The March data on personal income and outlays also showed saving spiking higher owing to the ARPA’s (third round) of Economic Impact Payments. This week, the IRS said $384 billion has been disbursed since March 12. Using February 2020’s saving rate as the pre-pandemic norm, ‘excess' saving now totals $2.2 trillion over the past 13 months. Much of this will be, or has already been, deployed for debt repayment along with increased investments and down payments. But, there’s more than enough left over to fund the $443 billion shortfall in real outlays on services since the pandemic, along with keeping overall consumer spending and GDP growing strongly for many quarters to come.
This week, President Biden introduced his American Families Plan (see Sal Guatieri’s commentary for more details). This follows the American Jobs Plan, which is currently being crafted into legislation. Together, the planned increases in government spending on such things as infrastructure, education and child care should raise the economy’s medium- and longer-term growth prospects. Although they will be offset by growth-sapping higher taxes on corporations and high-income individuals, they should still leave a legacy of significant net economic benefit, tastes of which will no doubt be squeezed in ahead of the November 2022 midterm elections.

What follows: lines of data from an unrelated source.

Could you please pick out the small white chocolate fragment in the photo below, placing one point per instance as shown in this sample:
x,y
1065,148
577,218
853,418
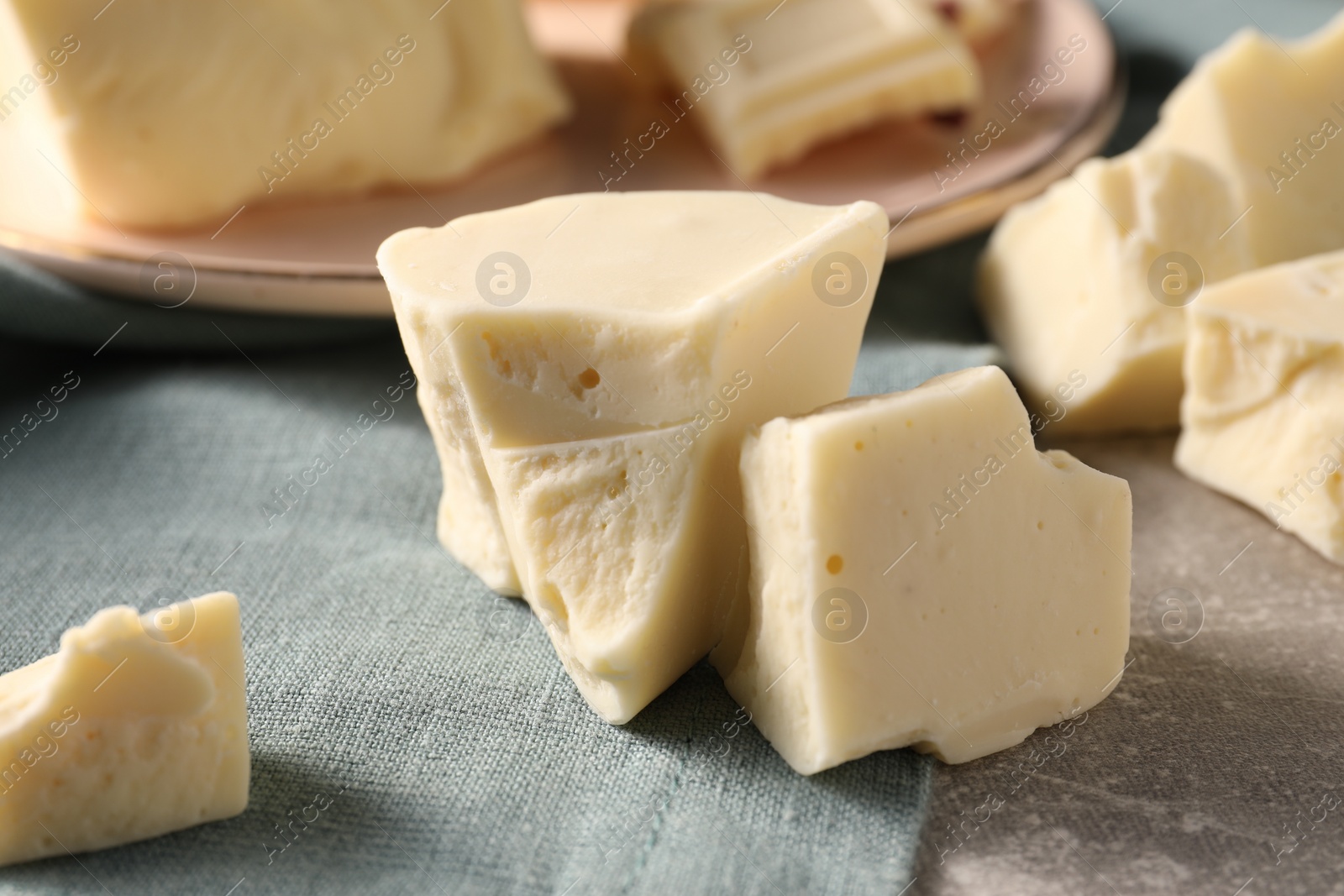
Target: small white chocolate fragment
x,y
1084,286
922,577
768,81
1263,410
138,727
588,365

Bottom Line: The U.S. economy is poised to do very well for at least the next year or two; we have average growth at 6.5% for 2021 and 4.3% for 2022. And even the Fed is starting to see the proverbial light at the end of the tunnel. This doesn’t mean that policy will be shifting anytime soon. We see rate hikes as likely a 2023 story, but there could be some action on the tapering front before the end of this year. The key is that it’s getting easier to envision a future in which policy normalization is the narrative.